Les illusions retomberont assez vite, faute de grands moyens et de politique cohérente. Gallas et Bernardi sont vendus, arrivent une ribambelle de joueurs, allant de l'excellent (Van Buyten, Runje) au très mauvais (Dill, Fernandes, Cavens) en passant par le bon (Leboeuf, Yobo, Swierczewski), le moyen (Jurietti, Fernandao), le médiocre (Delfim, Tuzzio), le très provisoire (Brunel, Rool). En outre, à la veille du premier match, Ivic est débarqué, remplacé par José Anigo, qui se disputera avec Bernard Tapie au bout de quatre journées, Ivic revenant début septembre.

Les problèmes sont aussi très nombreux en interne, avec Pierre Dubiton contrôleur de gestion et Etienne Ceccaldi, ancien haut magistrat, faisant office de secrétaire général, les deux hommes finissant par en venir aux mains.

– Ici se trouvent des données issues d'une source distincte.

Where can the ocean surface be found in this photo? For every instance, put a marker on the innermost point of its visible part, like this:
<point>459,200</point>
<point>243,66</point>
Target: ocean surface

En décembre, Ivic partira après une alerte cardiaque, remplacé d'abord par Zoran Vujovic, ensuite, durablement par Albert Emon, qui devra gérer les nouvelles arrivées de bons joueurs (Alfonso, Rivera), de moyens (Chapuis, Sakho) ou de mauvais (W. Dalmat, Torrisi, Dimas). Malgré une victoire sur PSG, la magie ne fonctionne plus et en avril, on apprend que Christophe Bouchet, ancien journaliste à l'AFP et au Nouvel Observateur, devient président d'Eric Soccer, la société majoritaire dans l'OM SASP par laquelle Robert Louis-Dreyfus finance le club.

Bernard Tapie s'en va et il ne reviendra que comme invité -acclamé- de Margarita Louis-Dreyfus et Vincent Labrune, au printemps 2013, pour fêter, sur le terrain, les vingt ans de la victoire de l'OM en Coupe d'Europe.